Note that a vineyard daemon server is a vineyard instance in a vineyard cluster.
Thus, to start a vineyard cluster, we can simply start vineyardd
over all the
machines in the cluster, and make sure these vineyard instances can register to
the same etcd_endpoint
. The default value of etcd_endpoint
is
http://127.0.0.1:2379
, and vineyard
will launch the etcd_endpoint
in case the etcd servers are not started on the cluster.
Use python3 -m vineyard --help
for other parameter settings.
Connecting to vineyard
Vineyard deamon serves clients via UNIX domain socket:
>>> import vineyard
>>> client = vineyard.connect('/var/run/vineyard.sock')
Here we established a vineyard client connected to the vineyardd instance
via the IPC socket /var/run/vineyard.sock
.
Getting and putting Python object
>>> import numpy as np
>>> import vineyard.data.tensor
>>> arr = np.arange(8)
>>> arr_id = client.put(arr)
>>> arr_id
00002ec13bc81226
>>> shared_arr = client.get(arr_id)
>>> shared_arr
array([0, 1, 2, 3, 4, 5, 6, 7])
We first use client.put()
to build the vineyard object from the local variable arr
,
which returns the object_id
that is the unique id in vineyard to represent the object.
Then given the object_id
, we can obtain a shared-memory object from vineyard
with client.get()
. Note that shared_arr
doesn’t allocate memory in the
client process; instead, it shares the memory from the vineyard server.
Creating a dataframe
>>> import numpy as np
>>> import vineyard.data.dataframe
>>> df = pd.DataFrame({'u': [0, 0, 1, 2, 2, 3],
>>> 'v': [1, 2, 3, 3, 4, 4],
>>> 'weight': [1.5, 3.2, 4.7, 0.3, 0.8, 2.5]})
>>> df_id = client.put(df)
>>> shared_object = client.get_object(df_id)
>>> shared_object.typename
vineyard::DataFrame
>>> shared_df = client.get(df_id)
>>> shared_df
u v weight
0 0 1 1.5
1 0 2 3.2
2 1 3 4.7
3 2 3 0.3
4 2 4 0.8
5 3 4 2.5
We first build the vineyard dataframe object from pandas dataframe variable df
,
then to further understand the client.get()

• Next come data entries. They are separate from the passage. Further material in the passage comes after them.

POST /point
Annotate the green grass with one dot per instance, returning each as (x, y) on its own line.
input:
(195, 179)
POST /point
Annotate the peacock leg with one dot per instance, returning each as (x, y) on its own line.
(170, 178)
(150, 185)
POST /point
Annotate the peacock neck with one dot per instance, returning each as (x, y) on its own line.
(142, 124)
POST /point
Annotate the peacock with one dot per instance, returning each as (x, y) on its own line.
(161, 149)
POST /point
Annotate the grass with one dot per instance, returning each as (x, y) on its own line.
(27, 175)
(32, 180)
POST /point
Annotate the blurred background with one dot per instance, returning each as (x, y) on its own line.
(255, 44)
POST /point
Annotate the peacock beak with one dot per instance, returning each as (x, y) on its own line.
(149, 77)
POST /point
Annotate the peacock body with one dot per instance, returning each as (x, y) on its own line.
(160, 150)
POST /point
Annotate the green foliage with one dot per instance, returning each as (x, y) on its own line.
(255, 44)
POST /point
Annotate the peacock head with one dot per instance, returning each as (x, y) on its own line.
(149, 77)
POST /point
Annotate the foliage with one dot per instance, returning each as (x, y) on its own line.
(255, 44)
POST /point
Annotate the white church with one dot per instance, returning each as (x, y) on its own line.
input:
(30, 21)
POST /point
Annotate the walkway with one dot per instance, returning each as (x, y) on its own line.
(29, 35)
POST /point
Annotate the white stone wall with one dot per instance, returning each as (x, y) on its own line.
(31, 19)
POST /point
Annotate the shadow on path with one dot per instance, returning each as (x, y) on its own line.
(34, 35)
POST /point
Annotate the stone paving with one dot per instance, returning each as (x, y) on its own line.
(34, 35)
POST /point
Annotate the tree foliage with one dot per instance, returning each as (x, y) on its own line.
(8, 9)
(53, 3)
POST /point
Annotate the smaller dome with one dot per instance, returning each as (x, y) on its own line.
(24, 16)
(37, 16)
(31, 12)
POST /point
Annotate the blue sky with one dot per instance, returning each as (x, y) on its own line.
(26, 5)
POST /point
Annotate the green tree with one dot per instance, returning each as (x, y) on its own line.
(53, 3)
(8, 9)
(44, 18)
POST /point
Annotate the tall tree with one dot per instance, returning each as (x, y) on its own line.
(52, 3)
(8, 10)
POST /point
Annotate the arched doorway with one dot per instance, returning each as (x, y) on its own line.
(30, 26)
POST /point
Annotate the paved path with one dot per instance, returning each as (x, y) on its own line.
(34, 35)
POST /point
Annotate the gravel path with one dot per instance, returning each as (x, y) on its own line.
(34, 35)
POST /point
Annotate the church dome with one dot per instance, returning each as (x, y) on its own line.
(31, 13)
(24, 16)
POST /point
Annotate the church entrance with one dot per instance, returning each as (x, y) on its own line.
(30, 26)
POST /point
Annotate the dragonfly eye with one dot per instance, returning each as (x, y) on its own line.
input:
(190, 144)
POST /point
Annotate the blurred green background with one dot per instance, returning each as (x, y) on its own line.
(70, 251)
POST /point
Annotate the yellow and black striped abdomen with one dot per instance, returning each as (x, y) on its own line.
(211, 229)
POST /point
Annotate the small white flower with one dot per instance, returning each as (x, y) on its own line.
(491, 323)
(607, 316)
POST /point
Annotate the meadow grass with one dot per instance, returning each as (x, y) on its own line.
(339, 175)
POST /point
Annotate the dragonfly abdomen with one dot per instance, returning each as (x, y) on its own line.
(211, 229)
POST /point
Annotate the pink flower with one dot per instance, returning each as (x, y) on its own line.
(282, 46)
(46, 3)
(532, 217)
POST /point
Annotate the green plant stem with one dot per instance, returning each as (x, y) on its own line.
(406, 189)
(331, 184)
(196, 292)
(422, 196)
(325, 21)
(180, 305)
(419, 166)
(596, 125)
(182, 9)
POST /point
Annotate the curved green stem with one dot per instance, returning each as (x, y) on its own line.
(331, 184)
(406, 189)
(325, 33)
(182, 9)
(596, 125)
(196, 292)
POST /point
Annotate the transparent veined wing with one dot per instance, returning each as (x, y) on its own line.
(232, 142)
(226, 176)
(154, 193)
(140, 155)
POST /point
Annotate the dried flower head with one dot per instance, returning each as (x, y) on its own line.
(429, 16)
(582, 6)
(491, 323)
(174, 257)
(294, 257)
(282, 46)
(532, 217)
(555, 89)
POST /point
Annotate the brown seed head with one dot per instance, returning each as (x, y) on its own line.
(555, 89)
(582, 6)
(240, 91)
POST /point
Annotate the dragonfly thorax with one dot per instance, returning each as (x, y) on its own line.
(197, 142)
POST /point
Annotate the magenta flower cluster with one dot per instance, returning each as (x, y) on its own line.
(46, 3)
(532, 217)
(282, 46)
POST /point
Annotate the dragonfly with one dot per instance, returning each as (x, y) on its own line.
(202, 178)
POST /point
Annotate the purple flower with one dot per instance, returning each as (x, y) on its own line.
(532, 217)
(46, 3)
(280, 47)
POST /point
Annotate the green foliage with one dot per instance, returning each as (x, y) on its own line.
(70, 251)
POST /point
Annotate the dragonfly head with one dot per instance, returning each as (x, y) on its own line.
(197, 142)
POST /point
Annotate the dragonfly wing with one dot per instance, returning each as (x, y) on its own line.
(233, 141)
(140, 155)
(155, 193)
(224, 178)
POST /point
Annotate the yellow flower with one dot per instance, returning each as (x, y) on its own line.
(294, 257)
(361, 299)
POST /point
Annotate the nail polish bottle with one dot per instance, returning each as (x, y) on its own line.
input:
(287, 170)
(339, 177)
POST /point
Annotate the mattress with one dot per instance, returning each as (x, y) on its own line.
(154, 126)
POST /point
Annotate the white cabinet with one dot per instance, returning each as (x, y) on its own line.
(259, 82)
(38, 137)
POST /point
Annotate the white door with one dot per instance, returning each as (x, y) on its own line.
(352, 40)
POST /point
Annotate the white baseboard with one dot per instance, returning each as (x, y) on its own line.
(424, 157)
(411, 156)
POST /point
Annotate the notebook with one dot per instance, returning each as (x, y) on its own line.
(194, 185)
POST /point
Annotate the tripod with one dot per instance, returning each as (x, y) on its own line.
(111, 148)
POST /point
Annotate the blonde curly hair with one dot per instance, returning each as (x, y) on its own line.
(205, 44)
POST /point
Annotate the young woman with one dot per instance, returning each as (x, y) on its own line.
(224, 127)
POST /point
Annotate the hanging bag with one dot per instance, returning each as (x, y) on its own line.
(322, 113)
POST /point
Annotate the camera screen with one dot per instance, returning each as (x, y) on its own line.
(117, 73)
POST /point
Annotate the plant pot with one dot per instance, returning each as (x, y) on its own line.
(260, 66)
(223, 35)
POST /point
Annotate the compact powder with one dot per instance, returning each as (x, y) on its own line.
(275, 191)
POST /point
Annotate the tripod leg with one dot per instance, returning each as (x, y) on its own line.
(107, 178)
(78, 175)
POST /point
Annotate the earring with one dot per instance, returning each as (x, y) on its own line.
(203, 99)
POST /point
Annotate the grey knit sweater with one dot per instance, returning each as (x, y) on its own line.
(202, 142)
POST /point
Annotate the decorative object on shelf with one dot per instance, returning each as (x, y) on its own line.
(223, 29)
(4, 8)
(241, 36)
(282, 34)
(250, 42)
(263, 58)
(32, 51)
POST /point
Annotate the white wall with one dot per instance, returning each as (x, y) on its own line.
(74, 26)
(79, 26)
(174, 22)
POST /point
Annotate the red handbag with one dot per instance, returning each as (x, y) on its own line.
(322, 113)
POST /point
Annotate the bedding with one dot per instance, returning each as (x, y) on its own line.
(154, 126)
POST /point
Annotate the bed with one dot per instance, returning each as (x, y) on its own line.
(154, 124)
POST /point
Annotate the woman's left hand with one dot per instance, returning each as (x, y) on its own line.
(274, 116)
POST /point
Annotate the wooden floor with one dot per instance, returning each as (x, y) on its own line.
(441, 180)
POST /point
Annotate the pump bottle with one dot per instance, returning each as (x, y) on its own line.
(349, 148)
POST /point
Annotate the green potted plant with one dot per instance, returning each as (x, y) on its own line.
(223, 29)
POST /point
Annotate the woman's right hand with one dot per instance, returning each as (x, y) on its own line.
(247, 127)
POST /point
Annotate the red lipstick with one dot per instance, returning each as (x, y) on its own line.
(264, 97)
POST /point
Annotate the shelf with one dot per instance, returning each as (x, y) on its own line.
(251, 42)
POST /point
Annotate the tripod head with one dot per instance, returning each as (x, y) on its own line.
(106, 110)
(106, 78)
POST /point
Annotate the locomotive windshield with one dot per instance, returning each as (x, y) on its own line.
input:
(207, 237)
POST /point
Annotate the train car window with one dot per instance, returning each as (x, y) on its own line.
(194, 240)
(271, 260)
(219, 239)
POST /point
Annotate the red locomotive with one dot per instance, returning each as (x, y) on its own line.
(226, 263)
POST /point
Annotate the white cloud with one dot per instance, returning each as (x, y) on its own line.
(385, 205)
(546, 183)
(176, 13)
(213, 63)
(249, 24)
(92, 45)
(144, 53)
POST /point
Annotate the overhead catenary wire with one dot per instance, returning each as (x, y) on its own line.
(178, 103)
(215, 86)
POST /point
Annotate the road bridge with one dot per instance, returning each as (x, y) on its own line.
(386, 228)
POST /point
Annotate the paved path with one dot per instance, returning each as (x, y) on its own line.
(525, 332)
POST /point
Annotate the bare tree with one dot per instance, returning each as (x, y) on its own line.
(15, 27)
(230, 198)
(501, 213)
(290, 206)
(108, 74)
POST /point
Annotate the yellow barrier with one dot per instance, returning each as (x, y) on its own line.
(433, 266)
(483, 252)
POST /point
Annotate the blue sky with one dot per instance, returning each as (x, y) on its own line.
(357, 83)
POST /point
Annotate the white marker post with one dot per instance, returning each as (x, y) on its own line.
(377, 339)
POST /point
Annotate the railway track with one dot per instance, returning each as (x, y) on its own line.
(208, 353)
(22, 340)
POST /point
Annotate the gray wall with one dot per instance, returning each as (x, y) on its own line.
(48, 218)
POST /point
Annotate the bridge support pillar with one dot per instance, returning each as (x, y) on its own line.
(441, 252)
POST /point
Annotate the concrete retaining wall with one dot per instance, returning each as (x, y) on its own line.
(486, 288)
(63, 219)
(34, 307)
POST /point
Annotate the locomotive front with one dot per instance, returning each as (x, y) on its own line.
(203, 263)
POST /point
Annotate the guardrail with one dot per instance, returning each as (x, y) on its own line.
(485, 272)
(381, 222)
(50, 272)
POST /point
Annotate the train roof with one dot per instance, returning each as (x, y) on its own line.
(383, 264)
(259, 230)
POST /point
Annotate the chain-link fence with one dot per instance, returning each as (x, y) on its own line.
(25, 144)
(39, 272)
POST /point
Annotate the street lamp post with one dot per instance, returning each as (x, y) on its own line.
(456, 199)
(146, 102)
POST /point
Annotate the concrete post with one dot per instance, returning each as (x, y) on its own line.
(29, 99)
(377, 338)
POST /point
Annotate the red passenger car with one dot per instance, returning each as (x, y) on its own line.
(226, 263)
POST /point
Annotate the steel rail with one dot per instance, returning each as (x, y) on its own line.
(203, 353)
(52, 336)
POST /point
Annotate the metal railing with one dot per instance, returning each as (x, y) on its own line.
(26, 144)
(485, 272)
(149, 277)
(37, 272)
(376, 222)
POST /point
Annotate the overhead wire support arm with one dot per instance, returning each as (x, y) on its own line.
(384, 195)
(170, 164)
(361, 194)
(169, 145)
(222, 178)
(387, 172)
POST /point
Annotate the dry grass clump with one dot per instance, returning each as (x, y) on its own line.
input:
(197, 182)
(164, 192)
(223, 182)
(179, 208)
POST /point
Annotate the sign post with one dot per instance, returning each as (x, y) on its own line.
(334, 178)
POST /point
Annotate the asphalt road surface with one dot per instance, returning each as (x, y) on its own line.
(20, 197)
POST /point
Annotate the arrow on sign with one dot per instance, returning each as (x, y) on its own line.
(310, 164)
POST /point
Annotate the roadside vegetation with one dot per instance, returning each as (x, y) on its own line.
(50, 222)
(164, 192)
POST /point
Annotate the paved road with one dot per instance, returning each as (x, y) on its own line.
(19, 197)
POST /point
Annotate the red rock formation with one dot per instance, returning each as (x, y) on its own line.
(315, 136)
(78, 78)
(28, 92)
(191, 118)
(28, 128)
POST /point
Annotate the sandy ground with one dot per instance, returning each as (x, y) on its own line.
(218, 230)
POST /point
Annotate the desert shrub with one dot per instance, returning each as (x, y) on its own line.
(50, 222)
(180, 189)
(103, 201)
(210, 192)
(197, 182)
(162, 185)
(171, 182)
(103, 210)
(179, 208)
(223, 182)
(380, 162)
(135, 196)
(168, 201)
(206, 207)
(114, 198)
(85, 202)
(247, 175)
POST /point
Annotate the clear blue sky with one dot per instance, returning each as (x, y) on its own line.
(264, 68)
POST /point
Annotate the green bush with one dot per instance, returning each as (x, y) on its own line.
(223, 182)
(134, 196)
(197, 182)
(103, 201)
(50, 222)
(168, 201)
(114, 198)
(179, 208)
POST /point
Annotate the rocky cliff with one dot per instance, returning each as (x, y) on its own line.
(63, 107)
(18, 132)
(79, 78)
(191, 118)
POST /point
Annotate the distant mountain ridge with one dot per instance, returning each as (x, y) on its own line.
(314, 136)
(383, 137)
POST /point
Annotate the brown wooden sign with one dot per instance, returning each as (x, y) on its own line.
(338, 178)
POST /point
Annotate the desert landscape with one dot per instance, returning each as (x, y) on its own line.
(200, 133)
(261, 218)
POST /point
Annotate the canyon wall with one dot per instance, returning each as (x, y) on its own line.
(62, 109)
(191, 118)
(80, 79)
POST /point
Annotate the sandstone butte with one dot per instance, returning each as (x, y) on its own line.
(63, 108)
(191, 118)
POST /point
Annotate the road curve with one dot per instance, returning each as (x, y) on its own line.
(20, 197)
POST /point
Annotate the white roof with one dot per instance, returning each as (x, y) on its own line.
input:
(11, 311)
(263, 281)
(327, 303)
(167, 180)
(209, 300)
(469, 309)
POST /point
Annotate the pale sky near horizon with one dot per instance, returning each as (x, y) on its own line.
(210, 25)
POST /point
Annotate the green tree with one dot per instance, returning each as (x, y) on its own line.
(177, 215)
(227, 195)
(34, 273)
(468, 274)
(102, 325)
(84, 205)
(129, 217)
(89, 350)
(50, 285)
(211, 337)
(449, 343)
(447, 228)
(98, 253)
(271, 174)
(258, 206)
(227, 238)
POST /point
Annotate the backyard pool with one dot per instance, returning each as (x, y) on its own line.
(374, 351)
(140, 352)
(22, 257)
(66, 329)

method, we use client.get_object()
to get the vineyard object, and check its typename
.
Actually, client.get()
works in two steps, it first gets the vineyard object
from vineyardd via client.get_object()
, and then resolves the vineyard object
based on the registered resolver.
In this case, when we import vineyard.dataframe
,
a resolver that can resolve a vineyard dataframe object to a pandas dataframe is
registered to the resolver factory under the vineyard type vineyard::DataFrame
,
so that the client can automatically resolve the vineyard dataframe object.
To further understand the registration design
in vineyard, see divein-driver-label.
Using streams
Vineyard supports streaming to facilitate big data pipelining.
Open a local file as a dataframe stream
>>> from vineyard.io.stream import open
>>> stream = open('file://twitter.e')
>>> stream.typename
vineyard::DataframeStream
In practice, the file may be stored in an NFS, and we want to read the file in parallel to further speed up the IO process.
Open a file in NFS parallelized as a parallel stream
>>> stream = open('file://twitter.e', num_workers=16)
>>> stream.typename
vineyard::ParallelStream
>>> stream.get_stream_num()
16
To further understand the implementation of the driver open
, and the underlying
registration mechanism for drivers in vineyard, see divein-driver-label.